«Ich sollte nicht sagen: Ich kann es nicht malen, das Bild will nicht werden, weil es zu schwierig ist, weil mir das Sujet nicht liegt! – Ich kann es nicht malen, weil ich es nicht sehe. Ich kann zehnmal neu versuchen und es wird nicht werden, weil ich es noch nie gesehen habe. Beim elftem Mal kann es mir aber gelingen, weil ich es beim elften Mal gesehen habe.»
«Wir Maler müssten die Welt auch so anschauen können, als ob wir sie zum ersten Mal sähen. Vermutlich sähe ich dann, was vorher durch Gewohnheiten verstellt war. Zu einem unmittelbaren Sehen, zu einem Sehen ohne Filter, bin ich nur sehr selten fähig. Auch Maler lieben eben ihren Seelenfrieden, der auf Gewohnheiten beruht.»
«Wenn die Empfindung ihre Fülle erreicht hat, dann kommt sie in Harmonie mit dem ganzen Sein. Der Wirbel der Welt löst sich in den Tiefen des Gehirns in die gleiche Bewegung, die Augen, Ohren Mund, Nase, jedes mit der ihm eigenen Empfindungskraft wahrnehmen. (…) Passen Sie auf, wenn ich die Augen schliesse und mir die Hügel von Saint-Marc heraufbeschwöre – Sie wissen, den Winkel der Welt, den ich am meisten liebe – dann erweckt mir dies Bild den Duft des Grindkrauts, meinen liebsten Geruch.»

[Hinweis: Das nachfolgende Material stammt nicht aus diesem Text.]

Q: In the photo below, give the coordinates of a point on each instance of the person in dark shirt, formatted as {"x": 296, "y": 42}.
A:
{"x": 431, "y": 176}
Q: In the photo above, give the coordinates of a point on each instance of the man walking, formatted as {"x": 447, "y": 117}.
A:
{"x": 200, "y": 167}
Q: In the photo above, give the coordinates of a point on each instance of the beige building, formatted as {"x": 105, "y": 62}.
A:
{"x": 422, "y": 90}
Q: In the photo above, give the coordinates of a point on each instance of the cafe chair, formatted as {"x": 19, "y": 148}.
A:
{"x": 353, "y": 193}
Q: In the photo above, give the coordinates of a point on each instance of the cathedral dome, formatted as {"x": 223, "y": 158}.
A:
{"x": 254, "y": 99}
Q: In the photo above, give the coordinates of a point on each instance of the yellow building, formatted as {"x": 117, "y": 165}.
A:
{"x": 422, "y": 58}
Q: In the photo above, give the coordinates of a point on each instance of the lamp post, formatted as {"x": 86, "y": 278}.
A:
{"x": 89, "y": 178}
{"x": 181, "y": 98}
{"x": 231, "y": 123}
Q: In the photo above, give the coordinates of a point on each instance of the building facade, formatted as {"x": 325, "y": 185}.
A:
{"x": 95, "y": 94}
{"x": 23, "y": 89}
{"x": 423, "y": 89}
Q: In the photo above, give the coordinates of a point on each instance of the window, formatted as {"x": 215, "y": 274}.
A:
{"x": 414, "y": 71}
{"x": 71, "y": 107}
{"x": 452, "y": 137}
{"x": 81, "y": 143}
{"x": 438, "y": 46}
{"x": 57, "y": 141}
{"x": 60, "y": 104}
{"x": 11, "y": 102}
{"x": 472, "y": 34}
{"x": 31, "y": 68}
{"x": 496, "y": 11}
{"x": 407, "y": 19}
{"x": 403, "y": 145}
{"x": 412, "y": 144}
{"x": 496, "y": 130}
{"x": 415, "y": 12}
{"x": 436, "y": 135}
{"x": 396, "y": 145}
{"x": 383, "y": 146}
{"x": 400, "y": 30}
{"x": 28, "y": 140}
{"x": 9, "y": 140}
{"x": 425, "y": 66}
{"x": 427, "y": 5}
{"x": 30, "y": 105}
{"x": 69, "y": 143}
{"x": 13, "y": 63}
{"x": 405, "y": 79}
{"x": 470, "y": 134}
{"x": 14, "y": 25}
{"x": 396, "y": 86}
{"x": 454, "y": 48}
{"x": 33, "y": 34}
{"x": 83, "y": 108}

«Eine Landschaft, die uns bekannt ist, ergreift uns tiefgründiger; wir verstehen sie besser, weil wir sie kennen. Man muss darin gelebt haben, um sie zu erfassen, genau wie man gelitten haben muss, um das Leiden darstellen zu können. Man muss die Himmel gesehen haben.»